Besonders auffällig ist die Diskrepanz bei mentaler Gesundheit: 94 Prozent der Ärzte stufen sie als wichtig für das Wohlbefinden ein – aber nur 19 Prozent sprechen ihre Patienten aktiv darauf an. Bei Longevity-Therapien setzen Mediziner vorrangig auf Bewegung (33 Prozent), gefolgt von psychologischen Aspekten (25 Prozent) und Ernährung (21 Prozent).

Markt reagiert mit spezialisierten Produkten

Trotz wissenschaftlicher Skepsis erweitern Unternehmen ihre Supplement-Sortimente. AuraNatura aus Kreuzlingen bietet Kombinationen aus Vitamin D3, K2 und Zink zur Immununterstützung an. Im Bereich Entgiftung und Darmgesundheit rückt PMA-Zeolith (Klinoptilolith) in den Fokus – Experten diskutieren dessen Potenzial zur Bindung von Schwermetallen im Darm.

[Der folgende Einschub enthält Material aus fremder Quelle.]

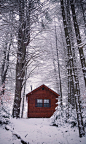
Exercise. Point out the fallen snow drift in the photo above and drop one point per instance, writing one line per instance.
(39, 131)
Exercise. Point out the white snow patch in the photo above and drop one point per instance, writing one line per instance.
(39, 131)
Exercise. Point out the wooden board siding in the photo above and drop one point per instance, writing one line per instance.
(38, 112)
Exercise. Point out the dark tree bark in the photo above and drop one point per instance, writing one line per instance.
(79, 41)
(23, 41)
(71, 77)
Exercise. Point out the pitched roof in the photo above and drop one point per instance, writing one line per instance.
(42, 86)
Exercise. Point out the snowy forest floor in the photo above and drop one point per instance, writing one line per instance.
(38, 131)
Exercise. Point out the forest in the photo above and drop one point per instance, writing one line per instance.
(43, 42)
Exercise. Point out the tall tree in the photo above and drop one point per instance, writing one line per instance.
(25, 10)
(79, 41)
(72, 77)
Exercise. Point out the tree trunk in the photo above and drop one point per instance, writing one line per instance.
(79, 42)
(23, 41)
(74, 77)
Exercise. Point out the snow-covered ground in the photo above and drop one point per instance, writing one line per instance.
(39, 131)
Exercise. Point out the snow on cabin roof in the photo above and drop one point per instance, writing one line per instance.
(42, 86)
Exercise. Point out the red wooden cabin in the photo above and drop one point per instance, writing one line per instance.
(41, 102)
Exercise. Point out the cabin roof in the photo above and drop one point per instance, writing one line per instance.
(42, 86)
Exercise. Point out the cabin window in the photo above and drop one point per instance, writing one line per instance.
(46, 103)
(39, 103)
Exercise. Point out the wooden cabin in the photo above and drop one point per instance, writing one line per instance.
(41, 102)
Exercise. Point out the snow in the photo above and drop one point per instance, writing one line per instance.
(39, 131)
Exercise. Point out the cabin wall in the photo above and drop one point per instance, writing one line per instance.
(39, 112)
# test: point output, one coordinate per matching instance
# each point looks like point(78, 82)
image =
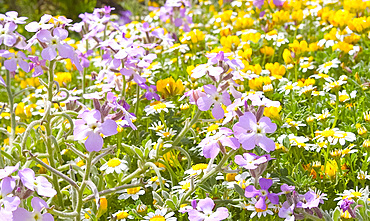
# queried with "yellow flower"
point(276, 70)
point(272, 112)
point(268, 51)
point(168, 87)
point(258, 83)
point(63, 77)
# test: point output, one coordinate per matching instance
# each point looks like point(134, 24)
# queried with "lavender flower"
point(204, 103)
point(39, 184)
point(213, 144)
point(204, 211)
point(251, 133)
point(91, 126)
point(263, 193)
point(249, 160)
point(38, 205)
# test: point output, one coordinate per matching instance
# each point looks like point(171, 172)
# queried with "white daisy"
point(114, 165)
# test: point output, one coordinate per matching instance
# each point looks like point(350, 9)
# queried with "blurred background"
point(34, 9)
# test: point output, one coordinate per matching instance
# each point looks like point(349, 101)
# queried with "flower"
point(114, 165)
point(263, 193)
point(248, 122)
point(122, 215)
point(204, 103)
point(39, 184)
point(249, 160)
point(160, 215)
point(38, 205)
point(91, 126)
point(158, 107)
point(213, 144)
point(204, 211)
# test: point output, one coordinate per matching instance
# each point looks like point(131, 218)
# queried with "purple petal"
point(261, 204)
point(210, 89)
point(266, 143)
point(38, 204)
point(248, 121)
point(204, 103)
point(10, 65)
point(273, 197)
point(218, 111)
point(211, 150)
point(109, 128)
point(265, 184)
point(49, 53)
point(251, 191)
point(268, 125)
point(206, 205)
point(94, 142)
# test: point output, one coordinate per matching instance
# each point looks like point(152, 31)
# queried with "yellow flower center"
point(122, 215)
point(328, 133)
point(157, 218)
point(134, 190)
point(114, 162)
point(200, 166)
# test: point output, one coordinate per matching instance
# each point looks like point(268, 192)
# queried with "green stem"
point(336, 108)
point(207, 176)
point(187, 127)
point(11, 108)
point(83, 186)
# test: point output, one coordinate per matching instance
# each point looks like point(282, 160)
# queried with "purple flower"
point(9, 201)
point(38, 204)
point(204, 69)
point(91, 126)
point(42, 24)
point(213, 144)
point(39, 184)
point(55, 41)
point(204, 211)
point(285, 188)
point(150, 92)
point(37, 65)
point(249, 160)
point(204, 103)
point(251, 133)
point(287, 211)
point(346, 204)
point(7, 35)
point(14, 59)
point(310, 200)
point(7, 171)
point(263, 193)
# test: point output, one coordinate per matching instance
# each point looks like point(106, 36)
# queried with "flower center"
point(157, 218)
point(114, 162)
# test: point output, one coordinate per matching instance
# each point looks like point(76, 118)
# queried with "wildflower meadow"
point(187, 110)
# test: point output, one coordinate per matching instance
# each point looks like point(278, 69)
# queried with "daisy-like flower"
point(167, 133)
point(333, 86)
point(156, 126)
point(323, 116)
point(260, 212)
point(324, 68)
point(122, 215)
point(114, 165)
point(361, 175)
point(133, 192)
point(158, 107)
point(154, 182)
point(322, 76)
point(334, 136)
point(289, 87)
point(306, 65)
point(160, 215)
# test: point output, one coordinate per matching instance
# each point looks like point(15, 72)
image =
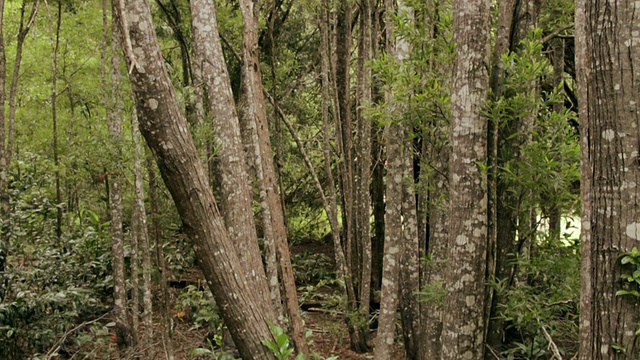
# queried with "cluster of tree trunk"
point(412, 208)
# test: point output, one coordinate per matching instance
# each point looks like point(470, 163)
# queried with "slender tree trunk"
point(251, 109)
point(363, 157)
point(165, 128)
point(140, 224)
point(235, 193)
point(55, 41)
point(4, 196)
point(125, 333)
point(517, 19)
point(608, 74)
point(463, 316)
point(156, 230)
point(257, 109)
point(393, 236)
point(435, 211)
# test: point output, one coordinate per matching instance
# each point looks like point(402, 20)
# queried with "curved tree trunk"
point(165, 129)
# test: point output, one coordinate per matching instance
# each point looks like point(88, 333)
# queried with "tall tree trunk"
point(257, 110)
point(125, 334)
point(235, 193)
point(4, 196)
point(609, 89)
point(363, 156)
point(165, 129)
point(156, 232)
point(463, 316)
point(55, 41)
point(393, 236)
point(434, 210)
point(517, 19)
point(140, 217)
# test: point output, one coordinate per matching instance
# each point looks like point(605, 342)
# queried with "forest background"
point(399, 175)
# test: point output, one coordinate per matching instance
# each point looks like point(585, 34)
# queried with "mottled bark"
point(235, 192)
point(249, 131)
point(608, 74)
point(139, 224)
point(463, 314)
point(393, 236)
point(165, 129)
point(156, 233)
point(392, 244)
point(256, 109)
point(55, 42)
point(517, 19)
point(363, 156)
point(125, 334)
point(4, 197)
point(437, 247)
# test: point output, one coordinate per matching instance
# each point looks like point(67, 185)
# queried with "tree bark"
point(140, 225)
point(165, 129)
point(235, 193)
point(126, 335)
point(463, 316)
point(608, 74)
point(255, 100)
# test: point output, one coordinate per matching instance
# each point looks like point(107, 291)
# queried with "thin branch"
point(556, 33)
point(552, 346)
point(56, 346)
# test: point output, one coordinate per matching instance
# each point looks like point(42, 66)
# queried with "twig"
point(56, 346)
point(552, 345)
point(555, 33)
point(325, 311)
point(494, 353)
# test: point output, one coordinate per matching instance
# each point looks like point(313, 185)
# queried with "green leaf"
point(628, 292)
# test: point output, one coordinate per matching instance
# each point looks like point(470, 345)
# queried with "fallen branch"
point(56, 346)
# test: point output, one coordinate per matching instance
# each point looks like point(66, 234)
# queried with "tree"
point(607, 63)
point(271, 203)
point(463, 316)
point(165, 130)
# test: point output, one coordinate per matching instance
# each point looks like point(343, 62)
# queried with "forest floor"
point(329, 332)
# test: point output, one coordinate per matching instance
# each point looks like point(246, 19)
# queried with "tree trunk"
point(140, 223)
point(609, 89)
point(463, 316)
point(156, 232)
point(517, 19)
point(235, 193)
point(125, 333)
point(256, 108)
point(363, 157)
point(165, 129)
point(4, 196)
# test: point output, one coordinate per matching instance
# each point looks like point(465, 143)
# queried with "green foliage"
point(280, 345)
point(311, 268)
point(199, 304)
point(546, 295)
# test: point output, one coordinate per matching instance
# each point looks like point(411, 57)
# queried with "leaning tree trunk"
point(235, 193)
point(609, 90)
point(463, 316)
point(165, 129)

Auch die Lebensmittelindustrie reagiert: Ab Juni erweitert Dr. Oetker sein High Protein-Sortiment um fruchtbasierte Varianten wie Milchreis oder Porridge – mit 12 Gramm Protein pro Becher und ohne Zuckerzusatz.

Im pharmazeutischen Bereich gibt es Fortschritte bei Heuschnupfen. Ein rezeptfreies Kombinationsspray aus Azelastin und Fluticasonpropionat zeigt laut Untersuchungen der Universität Leipzig stärkere Linderung von Juckreiz und laufender Nase als herkömmliche Monopräparate – gestützt durch aktuelle Leitlinien. Und in der Hautpflege betonen Dermatologen: Wirkstoffe wie Retinol sind auch im Sommer sicher, sofern ein hoher Sonnenschutz (LSF 50+) gewährleistet ist und die Haut an den Wirkstoff gewöhnt wurde.